口蹄疫病毒(FMDV)可在宿主细胞中引起急性感染,也可与宿主细胞共存产生持续性感染。在持续性感染中,病毒可以在宿主体内存活很长时间,并在不同的宿主细胞之间传播。在 FMDV 持续性感染细胞系中,由于细胞系中单个细胞内病毒载量的差异,FMDV 持续性感染细胞系中存在显著的细胞异质性。然而,FMDV 持续性感染的机制尚不清楚。现在普遍认为,在持续性感染过程中,多种因素共同促进了病毒和细胞的共同进化。结果将共同影响持续性 FMDV 感染的发展,最终达到平衡状态。因此,为了阐明 FMDV 持续性感染细胞系中细胞异质性的机制,我们对 BHK-Op 进行了单细胞测序,并通过细胞聚类绘制了伪时间轨迹图。基于细胞聚类,我们预测了 FMDV 持续性感染的发展和进展。这可以很好地解释这样一个事实,即在 BHK-Op 细胞中,有一部分感染细胞和一部分病毒暴露但未感染的旁观者细胞。通过进一步比较细胞聚类中的转录本,我们发现这些基因参与了核糖体生物发生、细胞周期和细胞内信号转导的变化,包括干扰素信号通路和丝裂原活化蛋白激酶(MAPK)信号通路。通过对不同细胞簇中差异表达基因的综合交叉制表分析,我们鉴定了 Fos,MAPK/细胞外信号调节激酶(ERK)信号通路的下游转录因子,与 FMDV 持续性感染形成过程中的病毒复制高度相关。

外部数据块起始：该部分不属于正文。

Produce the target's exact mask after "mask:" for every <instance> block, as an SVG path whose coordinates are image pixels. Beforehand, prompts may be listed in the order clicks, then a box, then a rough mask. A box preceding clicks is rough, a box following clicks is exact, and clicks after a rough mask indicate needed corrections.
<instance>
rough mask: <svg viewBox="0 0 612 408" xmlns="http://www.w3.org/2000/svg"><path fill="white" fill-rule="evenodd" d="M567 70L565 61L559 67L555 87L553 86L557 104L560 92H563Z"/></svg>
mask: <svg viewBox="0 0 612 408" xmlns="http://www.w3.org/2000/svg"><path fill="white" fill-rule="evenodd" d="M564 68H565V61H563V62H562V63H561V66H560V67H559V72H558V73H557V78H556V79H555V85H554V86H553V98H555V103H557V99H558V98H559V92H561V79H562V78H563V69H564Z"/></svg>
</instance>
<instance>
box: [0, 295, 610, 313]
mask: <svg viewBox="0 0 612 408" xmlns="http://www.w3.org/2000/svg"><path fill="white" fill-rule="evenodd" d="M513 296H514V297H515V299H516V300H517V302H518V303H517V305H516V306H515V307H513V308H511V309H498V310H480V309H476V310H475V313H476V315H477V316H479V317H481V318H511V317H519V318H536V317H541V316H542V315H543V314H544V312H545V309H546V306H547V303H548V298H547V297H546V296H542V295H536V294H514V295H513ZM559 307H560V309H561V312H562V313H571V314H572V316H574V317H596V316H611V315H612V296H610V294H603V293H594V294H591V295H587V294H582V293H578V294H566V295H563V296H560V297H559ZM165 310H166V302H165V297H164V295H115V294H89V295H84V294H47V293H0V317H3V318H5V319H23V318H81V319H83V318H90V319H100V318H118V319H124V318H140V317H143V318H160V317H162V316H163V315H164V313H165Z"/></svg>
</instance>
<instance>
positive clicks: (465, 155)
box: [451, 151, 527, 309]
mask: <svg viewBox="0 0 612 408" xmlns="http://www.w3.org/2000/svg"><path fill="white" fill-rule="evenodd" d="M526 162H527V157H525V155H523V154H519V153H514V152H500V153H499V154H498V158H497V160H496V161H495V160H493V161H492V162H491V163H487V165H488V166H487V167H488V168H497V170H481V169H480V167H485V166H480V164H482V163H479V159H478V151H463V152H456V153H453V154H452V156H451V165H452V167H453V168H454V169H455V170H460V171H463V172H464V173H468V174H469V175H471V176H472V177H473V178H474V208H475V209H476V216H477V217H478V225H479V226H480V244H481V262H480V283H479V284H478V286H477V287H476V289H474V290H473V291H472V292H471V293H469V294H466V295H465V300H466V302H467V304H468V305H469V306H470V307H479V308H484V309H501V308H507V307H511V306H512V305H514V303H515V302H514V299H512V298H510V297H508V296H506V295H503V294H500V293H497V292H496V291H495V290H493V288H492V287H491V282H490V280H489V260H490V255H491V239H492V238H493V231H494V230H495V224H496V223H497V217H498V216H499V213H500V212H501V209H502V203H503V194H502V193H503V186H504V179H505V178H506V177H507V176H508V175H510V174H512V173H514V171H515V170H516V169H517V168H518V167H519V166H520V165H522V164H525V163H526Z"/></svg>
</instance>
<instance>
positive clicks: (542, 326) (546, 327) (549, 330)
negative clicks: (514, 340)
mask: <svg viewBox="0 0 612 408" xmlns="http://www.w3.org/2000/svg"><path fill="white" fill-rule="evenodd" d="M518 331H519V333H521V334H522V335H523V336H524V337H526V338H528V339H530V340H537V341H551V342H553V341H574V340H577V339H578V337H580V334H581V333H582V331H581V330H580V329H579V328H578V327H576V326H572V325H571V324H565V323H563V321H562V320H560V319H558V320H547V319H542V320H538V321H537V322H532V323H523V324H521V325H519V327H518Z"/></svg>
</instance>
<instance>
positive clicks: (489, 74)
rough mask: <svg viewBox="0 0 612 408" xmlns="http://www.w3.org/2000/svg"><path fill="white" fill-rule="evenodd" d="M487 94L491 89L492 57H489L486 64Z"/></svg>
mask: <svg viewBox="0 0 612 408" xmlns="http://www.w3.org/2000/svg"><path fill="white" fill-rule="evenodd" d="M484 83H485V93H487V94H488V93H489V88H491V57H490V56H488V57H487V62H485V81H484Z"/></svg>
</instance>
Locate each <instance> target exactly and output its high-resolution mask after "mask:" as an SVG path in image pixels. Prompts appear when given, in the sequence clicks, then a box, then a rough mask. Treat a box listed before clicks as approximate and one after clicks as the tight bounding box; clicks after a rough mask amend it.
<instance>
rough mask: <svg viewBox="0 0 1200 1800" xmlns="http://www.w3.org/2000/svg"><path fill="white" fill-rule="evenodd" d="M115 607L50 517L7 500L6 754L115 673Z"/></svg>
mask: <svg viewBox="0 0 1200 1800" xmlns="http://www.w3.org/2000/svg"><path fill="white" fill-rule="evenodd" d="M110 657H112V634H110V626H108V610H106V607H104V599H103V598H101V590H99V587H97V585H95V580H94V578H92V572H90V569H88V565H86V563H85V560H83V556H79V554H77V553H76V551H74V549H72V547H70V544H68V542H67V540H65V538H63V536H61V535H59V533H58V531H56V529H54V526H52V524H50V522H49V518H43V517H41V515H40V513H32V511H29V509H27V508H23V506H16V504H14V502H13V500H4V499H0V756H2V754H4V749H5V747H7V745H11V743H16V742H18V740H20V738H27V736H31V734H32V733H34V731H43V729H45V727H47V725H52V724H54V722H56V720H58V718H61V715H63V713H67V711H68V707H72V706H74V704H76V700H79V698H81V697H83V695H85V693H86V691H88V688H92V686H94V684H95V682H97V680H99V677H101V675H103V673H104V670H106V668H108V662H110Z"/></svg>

通过对 Fos 的进一步研究,我们发现下调 Fos 可促进 FMDV 持续性感染期间的病毒清除。MAPK/ERK 信号通路的上游 c-Raf 的上调可通过下调 Fos 促进 FMDV 复制。我们的研究首次通过使用持续性感染细胞系的单细胞测序为 FMDV 持续性感染的形成提供了深入的见解。伪时间轨迹分析首次应用于 FMDV 持续性感染细胞系。我们的工作突出了 FMDV 持续性感染进化的详细概述。我们还分析了宿主内 FMDV 复制或消除的差异表达基因。我们发现 MAPK/ERK 信号通路及其下游转录因子 Fos 在 FMDV 持续性感染中发挥重要作用。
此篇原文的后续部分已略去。